Processing of Bi-2212 and Nb$_3$Sn studied in situ by high energy synchrotron diffraction and micro-tomography

Next generation superconducting wires have been studied to obtain more information on the evolution of phase growth, crystallite size and strain state during wire processing. The high energy scattering beam line ID15 at the European Synchrotron Radiation Facility provides a very high flux of high energy photons for very fast in situ X-ray diffraction and micro-tomography studies of Bi-2212/Ag and Nb$_3$S/Cu wire samples. The typical wire processing conditions could be imitated in the X-ray transparent furnace at ID15 for diffraction and tomography studies. Efficient data analysis is mandatory in order to handle the very fast data acquisition rate. For this purpose an Excel-VBA based program was developed that allows a semi-automated fitting and tracking of peaks with pre-set constraints. With this method, more than one thousand diffraction patterns have been analysed to extract d-spacing, peak intensity and peak width values. X ray absorption micro tomograms were recorded simultaneously with the X-ray diffraction patterns during Bi-2212 processing in order to monitor microstructural changes. The influence of temperatures up to 900 °C and oxygen partial pressure on the Ag–Bi–Sr–Ca–Cu–O system in Bi-2212/Ag wires has been studied in situ.
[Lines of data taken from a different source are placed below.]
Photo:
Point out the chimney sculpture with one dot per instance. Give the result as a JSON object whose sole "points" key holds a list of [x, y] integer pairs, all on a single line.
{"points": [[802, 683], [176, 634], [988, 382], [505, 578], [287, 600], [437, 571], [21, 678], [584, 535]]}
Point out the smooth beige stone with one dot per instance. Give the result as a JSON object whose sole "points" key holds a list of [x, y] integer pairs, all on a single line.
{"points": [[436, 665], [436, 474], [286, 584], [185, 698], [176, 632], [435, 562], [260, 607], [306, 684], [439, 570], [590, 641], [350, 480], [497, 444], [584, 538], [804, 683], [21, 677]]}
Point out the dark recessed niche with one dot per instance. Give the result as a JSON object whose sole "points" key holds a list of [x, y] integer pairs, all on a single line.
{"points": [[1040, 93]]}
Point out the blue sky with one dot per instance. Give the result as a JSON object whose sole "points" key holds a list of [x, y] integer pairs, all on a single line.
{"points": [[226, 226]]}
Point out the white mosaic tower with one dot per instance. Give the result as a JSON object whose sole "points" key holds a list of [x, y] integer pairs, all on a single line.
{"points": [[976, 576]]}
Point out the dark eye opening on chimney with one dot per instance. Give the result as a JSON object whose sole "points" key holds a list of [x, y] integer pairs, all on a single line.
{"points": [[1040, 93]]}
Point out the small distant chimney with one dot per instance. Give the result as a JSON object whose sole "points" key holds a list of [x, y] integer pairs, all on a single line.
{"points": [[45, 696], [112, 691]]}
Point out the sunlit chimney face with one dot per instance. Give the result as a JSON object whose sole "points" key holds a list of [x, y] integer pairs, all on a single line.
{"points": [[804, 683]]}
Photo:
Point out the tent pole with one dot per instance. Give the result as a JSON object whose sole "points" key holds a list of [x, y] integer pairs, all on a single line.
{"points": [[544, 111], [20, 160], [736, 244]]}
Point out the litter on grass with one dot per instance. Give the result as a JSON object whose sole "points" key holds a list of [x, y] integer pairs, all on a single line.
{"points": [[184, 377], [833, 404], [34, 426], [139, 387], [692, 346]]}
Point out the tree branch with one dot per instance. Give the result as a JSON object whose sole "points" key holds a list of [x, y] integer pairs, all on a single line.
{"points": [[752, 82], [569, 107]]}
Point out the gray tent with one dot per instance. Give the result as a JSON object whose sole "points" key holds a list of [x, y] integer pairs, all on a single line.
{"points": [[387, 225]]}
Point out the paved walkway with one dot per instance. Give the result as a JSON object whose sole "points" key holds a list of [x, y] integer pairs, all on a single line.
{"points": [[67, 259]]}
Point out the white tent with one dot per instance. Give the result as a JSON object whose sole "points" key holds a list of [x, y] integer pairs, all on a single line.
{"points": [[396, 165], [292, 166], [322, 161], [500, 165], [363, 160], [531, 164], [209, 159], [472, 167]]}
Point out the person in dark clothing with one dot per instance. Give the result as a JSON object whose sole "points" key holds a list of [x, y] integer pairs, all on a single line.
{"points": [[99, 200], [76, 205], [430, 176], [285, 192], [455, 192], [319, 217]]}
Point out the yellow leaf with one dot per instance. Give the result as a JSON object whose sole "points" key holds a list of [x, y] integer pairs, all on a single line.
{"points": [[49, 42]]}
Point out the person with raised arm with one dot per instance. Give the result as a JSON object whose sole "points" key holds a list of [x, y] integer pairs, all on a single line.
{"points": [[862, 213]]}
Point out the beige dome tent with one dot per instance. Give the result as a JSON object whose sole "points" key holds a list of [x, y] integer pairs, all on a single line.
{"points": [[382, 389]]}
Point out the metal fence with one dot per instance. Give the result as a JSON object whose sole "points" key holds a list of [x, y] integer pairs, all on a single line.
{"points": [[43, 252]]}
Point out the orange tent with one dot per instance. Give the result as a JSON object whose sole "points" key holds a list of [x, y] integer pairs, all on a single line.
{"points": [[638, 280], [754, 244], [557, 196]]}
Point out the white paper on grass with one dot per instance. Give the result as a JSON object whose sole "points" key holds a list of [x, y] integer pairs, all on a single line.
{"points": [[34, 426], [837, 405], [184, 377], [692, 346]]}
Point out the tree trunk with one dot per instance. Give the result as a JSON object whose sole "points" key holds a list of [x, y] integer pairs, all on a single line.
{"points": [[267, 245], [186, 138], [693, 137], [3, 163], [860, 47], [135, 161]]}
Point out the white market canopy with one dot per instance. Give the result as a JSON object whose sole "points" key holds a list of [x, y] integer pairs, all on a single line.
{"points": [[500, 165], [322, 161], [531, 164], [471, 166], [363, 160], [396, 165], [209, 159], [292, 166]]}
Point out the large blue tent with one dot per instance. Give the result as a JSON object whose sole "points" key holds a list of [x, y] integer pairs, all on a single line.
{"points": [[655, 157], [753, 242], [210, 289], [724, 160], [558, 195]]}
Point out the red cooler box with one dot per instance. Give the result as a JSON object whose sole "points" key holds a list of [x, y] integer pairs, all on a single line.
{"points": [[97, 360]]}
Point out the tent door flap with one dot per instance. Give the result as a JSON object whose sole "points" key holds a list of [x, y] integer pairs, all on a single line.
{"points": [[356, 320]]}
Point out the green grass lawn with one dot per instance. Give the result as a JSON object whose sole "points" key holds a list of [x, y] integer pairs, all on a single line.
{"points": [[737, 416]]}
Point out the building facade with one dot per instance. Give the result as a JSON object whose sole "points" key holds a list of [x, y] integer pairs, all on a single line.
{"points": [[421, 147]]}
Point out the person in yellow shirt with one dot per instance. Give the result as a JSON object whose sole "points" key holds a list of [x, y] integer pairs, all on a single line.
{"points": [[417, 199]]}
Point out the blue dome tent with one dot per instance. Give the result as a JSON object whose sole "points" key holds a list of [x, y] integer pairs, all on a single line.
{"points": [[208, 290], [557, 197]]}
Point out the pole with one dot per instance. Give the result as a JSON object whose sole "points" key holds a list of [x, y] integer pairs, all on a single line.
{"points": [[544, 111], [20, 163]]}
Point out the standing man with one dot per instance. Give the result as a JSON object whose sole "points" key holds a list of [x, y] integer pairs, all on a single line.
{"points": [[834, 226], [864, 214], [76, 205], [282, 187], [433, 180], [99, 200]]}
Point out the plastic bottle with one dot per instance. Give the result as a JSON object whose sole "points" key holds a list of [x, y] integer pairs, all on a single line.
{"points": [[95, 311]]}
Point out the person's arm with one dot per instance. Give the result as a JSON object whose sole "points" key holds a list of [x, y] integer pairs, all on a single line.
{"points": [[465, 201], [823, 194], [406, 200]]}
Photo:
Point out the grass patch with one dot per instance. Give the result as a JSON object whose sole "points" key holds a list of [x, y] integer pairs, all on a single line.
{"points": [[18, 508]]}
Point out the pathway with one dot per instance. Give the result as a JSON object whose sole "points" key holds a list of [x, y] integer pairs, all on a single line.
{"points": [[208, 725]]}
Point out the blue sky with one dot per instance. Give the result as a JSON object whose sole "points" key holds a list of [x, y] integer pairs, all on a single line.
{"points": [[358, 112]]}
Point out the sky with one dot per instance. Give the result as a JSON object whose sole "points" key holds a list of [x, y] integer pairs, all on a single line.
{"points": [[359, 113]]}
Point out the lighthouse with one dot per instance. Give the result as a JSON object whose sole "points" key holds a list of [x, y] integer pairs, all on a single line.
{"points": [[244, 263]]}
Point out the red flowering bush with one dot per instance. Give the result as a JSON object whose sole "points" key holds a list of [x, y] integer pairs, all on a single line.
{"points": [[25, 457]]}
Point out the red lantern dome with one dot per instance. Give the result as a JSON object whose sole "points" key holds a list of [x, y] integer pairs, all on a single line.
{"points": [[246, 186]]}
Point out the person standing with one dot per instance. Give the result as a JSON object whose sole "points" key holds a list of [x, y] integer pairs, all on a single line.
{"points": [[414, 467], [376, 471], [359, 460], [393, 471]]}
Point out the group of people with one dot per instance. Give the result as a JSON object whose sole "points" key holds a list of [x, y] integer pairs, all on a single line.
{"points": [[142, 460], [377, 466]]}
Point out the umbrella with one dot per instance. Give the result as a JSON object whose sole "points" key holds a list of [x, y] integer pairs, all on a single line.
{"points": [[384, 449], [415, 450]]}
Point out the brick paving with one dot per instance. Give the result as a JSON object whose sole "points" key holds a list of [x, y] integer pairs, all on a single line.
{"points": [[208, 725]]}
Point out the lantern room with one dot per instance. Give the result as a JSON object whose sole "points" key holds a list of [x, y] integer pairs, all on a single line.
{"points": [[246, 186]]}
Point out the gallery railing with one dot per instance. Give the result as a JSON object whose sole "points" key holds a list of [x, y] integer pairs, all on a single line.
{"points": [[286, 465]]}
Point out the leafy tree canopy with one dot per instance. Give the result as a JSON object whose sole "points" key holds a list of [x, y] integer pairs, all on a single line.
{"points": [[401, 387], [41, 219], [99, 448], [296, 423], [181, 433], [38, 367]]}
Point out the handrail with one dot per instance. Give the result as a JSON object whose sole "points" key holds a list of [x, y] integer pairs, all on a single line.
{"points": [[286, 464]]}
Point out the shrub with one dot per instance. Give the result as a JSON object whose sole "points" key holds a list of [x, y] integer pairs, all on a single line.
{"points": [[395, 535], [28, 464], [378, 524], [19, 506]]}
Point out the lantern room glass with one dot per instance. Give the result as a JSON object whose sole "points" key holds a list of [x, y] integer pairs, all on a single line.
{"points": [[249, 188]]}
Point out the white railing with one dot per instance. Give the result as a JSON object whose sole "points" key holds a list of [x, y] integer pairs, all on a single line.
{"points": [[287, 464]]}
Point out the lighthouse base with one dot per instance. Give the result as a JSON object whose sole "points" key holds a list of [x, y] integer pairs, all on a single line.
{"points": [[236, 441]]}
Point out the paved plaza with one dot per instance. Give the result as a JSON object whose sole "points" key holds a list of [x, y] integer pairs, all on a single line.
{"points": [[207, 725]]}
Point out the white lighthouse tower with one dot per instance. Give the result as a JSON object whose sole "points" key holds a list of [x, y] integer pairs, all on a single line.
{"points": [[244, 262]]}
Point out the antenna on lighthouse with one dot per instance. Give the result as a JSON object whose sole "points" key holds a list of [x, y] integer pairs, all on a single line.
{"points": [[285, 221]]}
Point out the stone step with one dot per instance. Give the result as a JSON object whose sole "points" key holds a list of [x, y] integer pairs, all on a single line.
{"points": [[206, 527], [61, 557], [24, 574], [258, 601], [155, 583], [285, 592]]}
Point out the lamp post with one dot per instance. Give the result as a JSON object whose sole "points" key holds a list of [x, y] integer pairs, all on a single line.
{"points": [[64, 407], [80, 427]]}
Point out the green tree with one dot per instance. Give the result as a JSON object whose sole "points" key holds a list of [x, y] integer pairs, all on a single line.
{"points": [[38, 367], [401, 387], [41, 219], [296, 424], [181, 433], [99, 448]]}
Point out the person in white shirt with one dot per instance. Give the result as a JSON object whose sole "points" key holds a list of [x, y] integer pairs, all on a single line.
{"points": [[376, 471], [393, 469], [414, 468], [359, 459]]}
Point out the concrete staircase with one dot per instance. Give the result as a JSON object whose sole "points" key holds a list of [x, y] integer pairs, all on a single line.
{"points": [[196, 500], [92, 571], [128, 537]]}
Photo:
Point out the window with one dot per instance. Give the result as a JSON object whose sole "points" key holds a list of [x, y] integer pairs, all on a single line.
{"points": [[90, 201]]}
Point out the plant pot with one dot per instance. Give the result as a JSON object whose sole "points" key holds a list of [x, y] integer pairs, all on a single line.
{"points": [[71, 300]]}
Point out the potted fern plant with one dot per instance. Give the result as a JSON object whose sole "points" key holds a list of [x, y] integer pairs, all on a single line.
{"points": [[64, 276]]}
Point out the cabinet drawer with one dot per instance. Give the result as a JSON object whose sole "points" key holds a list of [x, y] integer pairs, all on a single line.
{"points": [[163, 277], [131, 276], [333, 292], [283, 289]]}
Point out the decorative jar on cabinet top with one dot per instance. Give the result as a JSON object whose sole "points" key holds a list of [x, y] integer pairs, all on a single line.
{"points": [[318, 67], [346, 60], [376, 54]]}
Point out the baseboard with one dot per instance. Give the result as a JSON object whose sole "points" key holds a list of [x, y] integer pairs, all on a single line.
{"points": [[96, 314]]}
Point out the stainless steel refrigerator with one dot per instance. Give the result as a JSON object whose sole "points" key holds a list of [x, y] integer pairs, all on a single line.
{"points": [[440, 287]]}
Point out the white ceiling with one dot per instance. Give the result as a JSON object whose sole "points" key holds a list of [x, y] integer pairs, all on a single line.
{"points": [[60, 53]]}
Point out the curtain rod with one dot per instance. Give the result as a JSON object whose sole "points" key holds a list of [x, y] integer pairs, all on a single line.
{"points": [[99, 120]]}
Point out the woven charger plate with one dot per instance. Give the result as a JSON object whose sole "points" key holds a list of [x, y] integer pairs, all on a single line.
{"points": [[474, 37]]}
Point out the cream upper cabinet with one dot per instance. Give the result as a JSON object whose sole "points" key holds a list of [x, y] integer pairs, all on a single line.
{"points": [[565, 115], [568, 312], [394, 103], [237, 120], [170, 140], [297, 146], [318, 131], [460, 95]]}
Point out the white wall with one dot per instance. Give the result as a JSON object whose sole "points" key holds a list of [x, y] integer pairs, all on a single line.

Inert gas and oxygen partial pressures of P$_{O2}$ = 0.21 and 21 bar have been used as process gas. Without oxygen in the process gas, no Bi-2212 reformation is possible after the liquid state. Too much oxygen restrains the Bi 2212 crystal stability, making it melt already at 650 °C and preventing Bi-2212 recrystallisation during cool-down. The Bi-2212 filament size has no significant influence on the Bi-2212 decomposition and formation temperatures, but it strongly influences the Bi-2212 texture formation, as seen from the Bi-2212 diffraction peak intensity ratios. The Nb$_3$S formation in Powder-In-Tube and Restacked-Rod-Process type wires has been compared by X-ray diffraction measurements during identical wire heat treatments.